# Data analysis of book reviews from Amazon

This notebook contains a set of book reviews from Amazon.  The first cell of the notebook will download the data and read it into a Pandas data frame.  

Your job is to do some basic analysis of the data.

In [None]:
import pandas as pd
reviews = pd.read_csv("https://pythondata.blob.core.windows.net/data/Book%20Reviews%20from%20Amazon.tsv", sep='\t', names=['Score', 'Description'])
train, test = reviews[:len(reviews)//2], reviews[len(reviews)//2:]
print('There are', len(reviews), 'reviews total')

We'll get you started by showing you some of the rows of the data.  Pandas makes it easy to look at the data using Python's slicing syntax:  

In [None]:
reviews[:10]

Pandas also makes it easy to select just a single column which you can do various operations on.  For example below we get the description column for the first 20 rows and get all of the unique words out:

In [None]:
set('\n'.join(reviews['Description'][:20]).split())

Now can you use Pandas to find the highest, lowest, and mean scores?

Next, can you write a Pandas expression which gets all of the highest scoring reviews?

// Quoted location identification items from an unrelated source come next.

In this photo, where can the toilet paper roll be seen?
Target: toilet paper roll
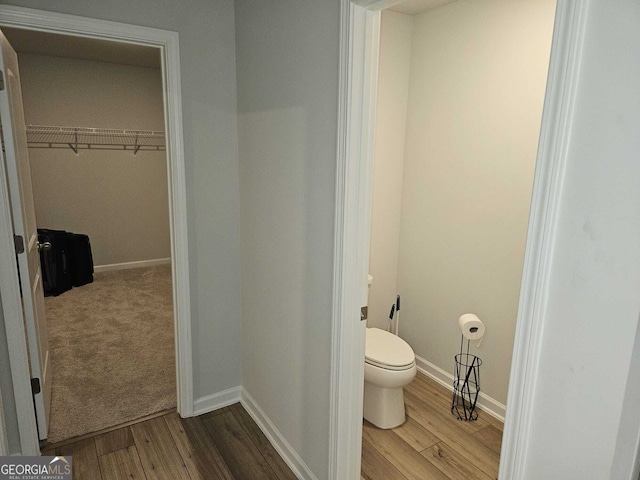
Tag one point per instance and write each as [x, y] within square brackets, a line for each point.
[471, 326]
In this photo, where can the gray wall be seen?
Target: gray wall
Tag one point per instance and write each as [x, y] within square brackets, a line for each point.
[287, 61]
[207, 60]
[118, 199]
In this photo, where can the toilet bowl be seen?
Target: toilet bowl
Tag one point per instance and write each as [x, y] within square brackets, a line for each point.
[390, 364]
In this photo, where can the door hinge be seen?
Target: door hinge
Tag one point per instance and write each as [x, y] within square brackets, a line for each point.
[35, 386]
[18, 240]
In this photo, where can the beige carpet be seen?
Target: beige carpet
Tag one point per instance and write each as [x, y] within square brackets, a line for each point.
[112, 351]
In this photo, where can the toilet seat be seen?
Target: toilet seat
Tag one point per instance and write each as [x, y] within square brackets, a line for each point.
[388, 351]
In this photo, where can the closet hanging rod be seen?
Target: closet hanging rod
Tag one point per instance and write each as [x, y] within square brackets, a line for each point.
[87, 138]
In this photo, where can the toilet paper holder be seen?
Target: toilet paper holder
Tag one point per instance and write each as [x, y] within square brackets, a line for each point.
[466, 384]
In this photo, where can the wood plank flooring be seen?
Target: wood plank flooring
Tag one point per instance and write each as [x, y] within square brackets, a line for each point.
[228, 445]
[225, 444]
[432, 444]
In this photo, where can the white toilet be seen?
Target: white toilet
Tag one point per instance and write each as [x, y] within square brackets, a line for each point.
[390, 364]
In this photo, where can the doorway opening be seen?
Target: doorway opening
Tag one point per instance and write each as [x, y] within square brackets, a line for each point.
[456, 137]
[164, 45]
[360, 23]
[95, 135]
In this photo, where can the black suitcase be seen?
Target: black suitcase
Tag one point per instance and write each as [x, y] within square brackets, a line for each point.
[56, 275]
[80, 259]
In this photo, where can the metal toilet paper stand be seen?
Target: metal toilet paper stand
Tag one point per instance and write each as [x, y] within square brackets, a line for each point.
[466, 384]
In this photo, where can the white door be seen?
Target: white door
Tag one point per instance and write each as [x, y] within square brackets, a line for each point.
[16, 158]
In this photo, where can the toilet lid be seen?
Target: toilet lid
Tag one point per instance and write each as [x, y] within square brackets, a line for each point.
[387, 350]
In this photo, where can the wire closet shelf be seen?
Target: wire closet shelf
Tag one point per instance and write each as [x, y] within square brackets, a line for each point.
[86, 138]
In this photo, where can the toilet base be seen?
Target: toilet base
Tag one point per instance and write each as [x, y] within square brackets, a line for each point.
[384, 407]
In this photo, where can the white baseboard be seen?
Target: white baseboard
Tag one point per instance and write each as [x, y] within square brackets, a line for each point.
[485, 402]
[217, 400]
[126, 265]
[288, 454]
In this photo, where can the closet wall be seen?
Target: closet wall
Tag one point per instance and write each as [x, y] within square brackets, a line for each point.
[118, 199]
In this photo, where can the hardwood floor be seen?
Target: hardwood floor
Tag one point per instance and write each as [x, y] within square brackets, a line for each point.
[225, 444]
[432, 444]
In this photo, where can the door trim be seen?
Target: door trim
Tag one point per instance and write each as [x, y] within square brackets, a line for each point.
[168, 45]
[360, 20]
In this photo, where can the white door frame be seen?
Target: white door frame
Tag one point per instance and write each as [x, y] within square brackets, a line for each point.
[359, 38]
[167, 43]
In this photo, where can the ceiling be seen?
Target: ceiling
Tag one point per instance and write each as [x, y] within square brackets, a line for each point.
[413, 7]
[57, 45]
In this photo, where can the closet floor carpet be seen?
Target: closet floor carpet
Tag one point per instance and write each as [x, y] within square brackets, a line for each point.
[112, 351]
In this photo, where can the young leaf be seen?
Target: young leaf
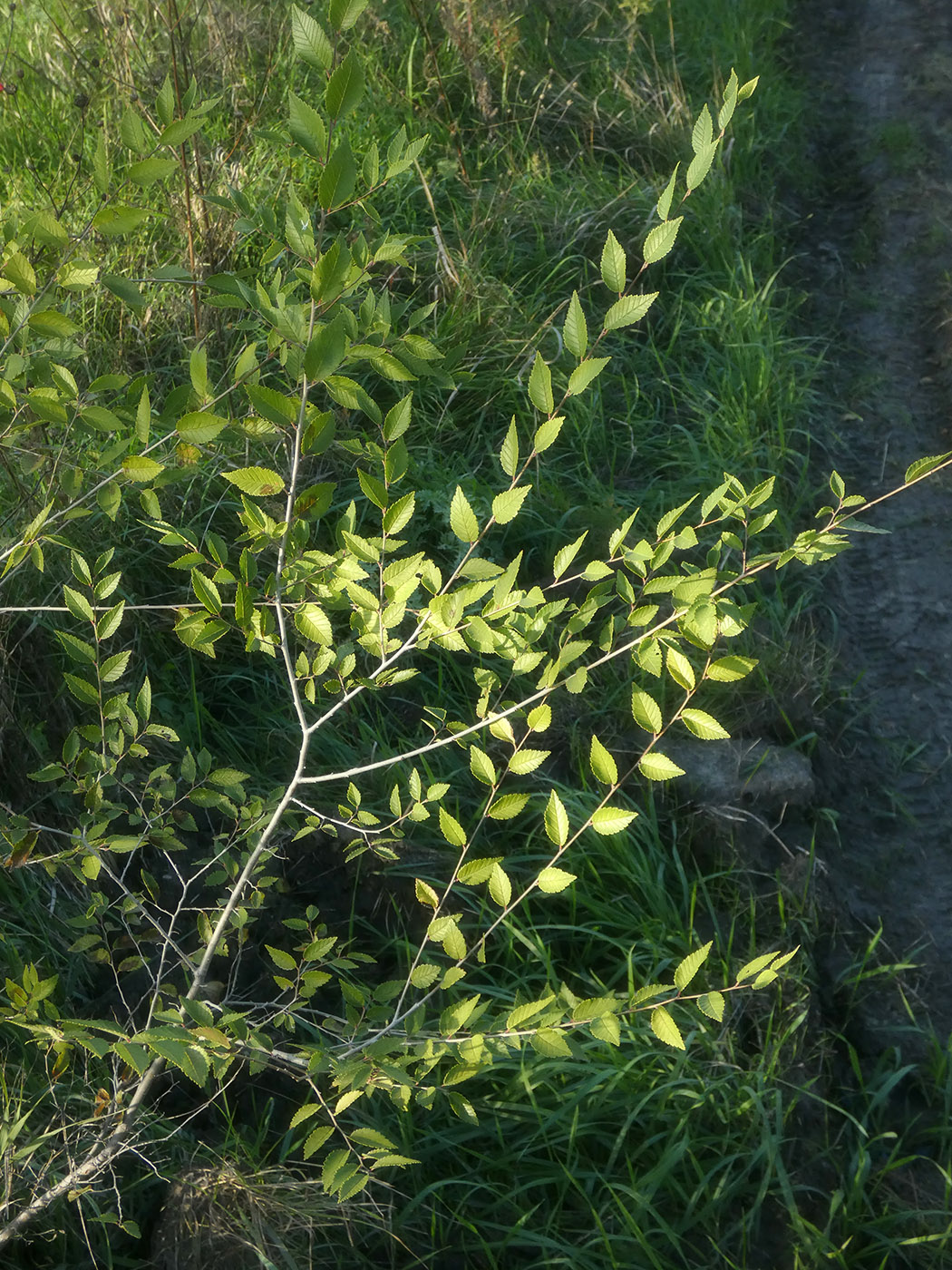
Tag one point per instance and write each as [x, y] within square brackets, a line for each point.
[481, 766]
[664, 202]
[510, 454]
[462, 520]
[314, 624]
[657, 767]
[608, 821]
[713, 1005]
[660, 240]
[552, 880]
[646, 711]
[689, 967]
[924, 465]
[199, 427]
[665, 1028]
[508, 504]
[508, 806]
[603, 766]
[257, 482]
[451, 828]
[586, 372]
[425, 893]
[556, 821]
[575, 332]
[311, 44]
[726, 669]
[613, 264]
[345, 88]
[541, 386]
[549, 1043]
[306, 127]
[338, 180]
[628, 308]
[325, 352]
[704, 726]
[499, 885]
[565, 555]
[141, 467]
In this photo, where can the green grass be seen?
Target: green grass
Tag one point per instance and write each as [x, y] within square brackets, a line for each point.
[768, 1142]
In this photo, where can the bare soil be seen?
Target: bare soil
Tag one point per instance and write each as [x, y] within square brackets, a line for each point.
[879, 249]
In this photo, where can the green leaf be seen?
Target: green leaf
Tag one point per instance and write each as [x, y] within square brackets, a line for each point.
[520, 1015]
[541, 386]
[78, 276]
[508, 806]
[713, 1005]
[462, 520]
[664, 202]
[689, 967]
[681, 669]
[499, 885]
[307, 127]
[628, 310]
[726, 669]
[510, 454]
[613, 264]
[548, 434]
[199, 427]
[425, 893]
[702, 132]
[150, 171]
[124, 289]
[556, 821]
[257, 482]
[21, 273]
[526, 761]
[315, 1140]
[584, 374]
[177, 132]
[451, 828]
[481, 766]
[565, 555]
[338, 180]
[114, 221]
[473, 873]
[704, 726]
[657, 767]
[924, 465]
[508, 504]
[314, 624]
[399, 513]
[283, 961]
[575, 332]
[549, 1043]
[603, 766]
[206, 592]
[345, 88]
[141, 469]
[311, 44]
[608, 821]
[551, 880]
[646, 711]
[325, 352]
[700, 167]
[345, 13]
[665, 1028]
[660, 240]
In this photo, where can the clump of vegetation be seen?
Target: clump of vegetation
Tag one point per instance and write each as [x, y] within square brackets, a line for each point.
[377, 596]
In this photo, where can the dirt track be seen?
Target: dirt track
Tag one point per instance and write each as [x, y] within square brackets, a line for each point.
[882, 245]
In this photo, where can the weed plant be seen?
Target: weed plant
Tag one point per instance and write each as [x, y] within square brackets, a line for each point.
[549, 124]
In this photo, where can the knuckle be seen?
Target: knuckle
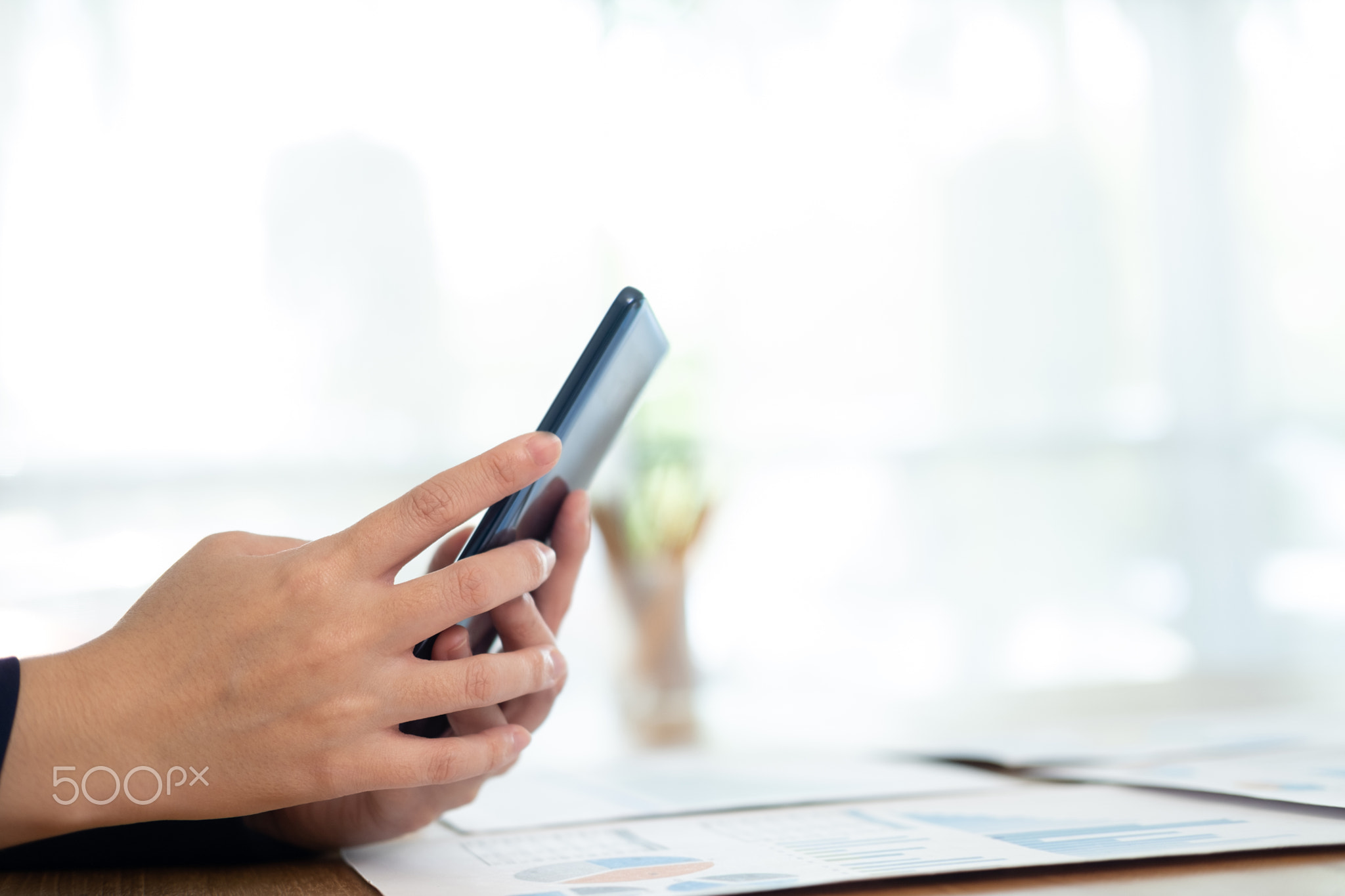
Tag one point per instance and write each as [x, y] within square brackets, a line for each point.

Below we've written a function which returns a score for a given review.  Unfortunately we didn't do a very good job on it and it just returns a random value.  Can you make it better?  You can go wild here with whatever solution you'd like!  

One simple possibility is looking for known words like "great", "fantastic", "bad", "horrible", etc...  

If you're feeling more ambitious try using one of Python's great libraries for this.  scikit-learn includes feature extraction like TfidfVectorizer and CountVectorizer and many different classifiers like LinearSVC.     

In [None]:
import random

def score(description):
    return random.randint(1, 5)


Finally, let's see how you did!  We'll run your function against the book reviews.

In [None]:
right = wrong = 0
for review in test.values:
    result = score(review[1])
    if result != review[0]:
        wrong += 1
    else:
        right += 1
        
print(f'Your algorithm scored {right} right and {wrong} wrong ({right*100//len(test)}% correct)')